The evenings of Nov. 23 and 24, chef Clayton Rollison will welcome chef Vivian Howard to Lucky Rooster Kitchen + Bar for pop-up dinners with dishes from her cookbook, Deep Run Roots. The chefs have collaborated on the menu and guests can savor their efforts on either Friday or Saturday night following the Thanksgiving holiday. Thanks to Woodford Reserve and Old Forester, there will be bourbon pairings available for each menu item. Chef Howard will be on-hand to greet guests during the dinners and copies of her cookbook will be available for sale ($45) and for her to personalize. Reservations are extremely limited and available from 5 to 8:30 both Friday and Saturday nights. Please call 843-681-3474 to reserve your table.

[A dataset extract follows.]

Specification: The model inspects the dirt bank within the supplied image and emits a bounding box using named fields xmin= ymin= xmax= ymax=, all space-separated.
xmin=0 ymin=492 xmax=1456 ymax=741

“I am extremely honored to have chef Vivian join me for these dinners that showcase her cookbook,” Rollison said. “I’ve watched her PBS series, A Chef’s Life, and look forward to showing her the island and all the great products and produce we have here.”
Rollison said he also looks forward to partnering with Woodford Reserve and Old Forester to create bourbon pairings and special cocktails for the evening.
Chefs Howard and Rollison’s a la carte menu for the pop-up dinners includes the following:
Snacks
Rutabaga and black-eyed pea samosas with cilantro buttermilk
Cool cucumber crab dip with house-made saltine crackers
Starters
Local oyster pie with leeks, garlic, tomatoes, tarragon and saltine crackers
Butterbean hummus with charred okra and marinated peppers
Ceviche with local oysters, apple, garlic, cilantro, scallion
Creamed rice with country ham, celery, onion, pot liquor, herb salad
Spoonbread and sausage ragout with mushrooms, onion, pepper, tomato
Entrees
Whole local fish with gingered collards, pickled cucumber noodles and miso sauce
Sheepshead fish with lentils and apple
Braised lamb with citrus sweet potato butter and okra oven fries
Braised chicken thighs with dirty faro, greens, jus
New York strip with pickled rutabaga relish, grits, jus
Desserts
Banana pudding with house-made benne seed wafers, meringue
Apple crisp with Captain Crunch ice cream
Chocolate orange beet cake with cream cheese walnut icing
About Chef Vivian Howard:
Born in Deep Run, North Carolina, to tobacco and hog farming parents, Vivian Howard learned early on to appreciate the ebb and flow of eating with the seasons. After college, she moved to New York for a desk job, but found the city’s restaurant scene more intriguing. Howard worked her way up, learning from the city’s most influential chefs. In 2005, Howard and husband Ben Knight left New York to open a restaurant in Kinston, North Carolina. Chef & the Farmer serves seasonal, regional cuisine with a fine-dining back bone. Rooted in traditional recipes and strong relationships with farmers, much of the restaurant’s foodstuffs are sourced within 60 miles. Howard now has two additional restaurants, Boiler Room in Kinston and Benny’s Big Time in Wilmington.
In 2013, “A Chef’s Life” debuted on PBS, documenting the experiences and customs of the people in the coastal plains of eastern Carolina through their interactions with Howard and the restaurant. Ending after six seasons, “A Chef’s Life” is the only television series to win a Peabody, Emmy, and James Beard Award. In 2016, Howard published Deep Run Roots, a New York Times bestseller that won the IACP award for “Cookbook of the Year.”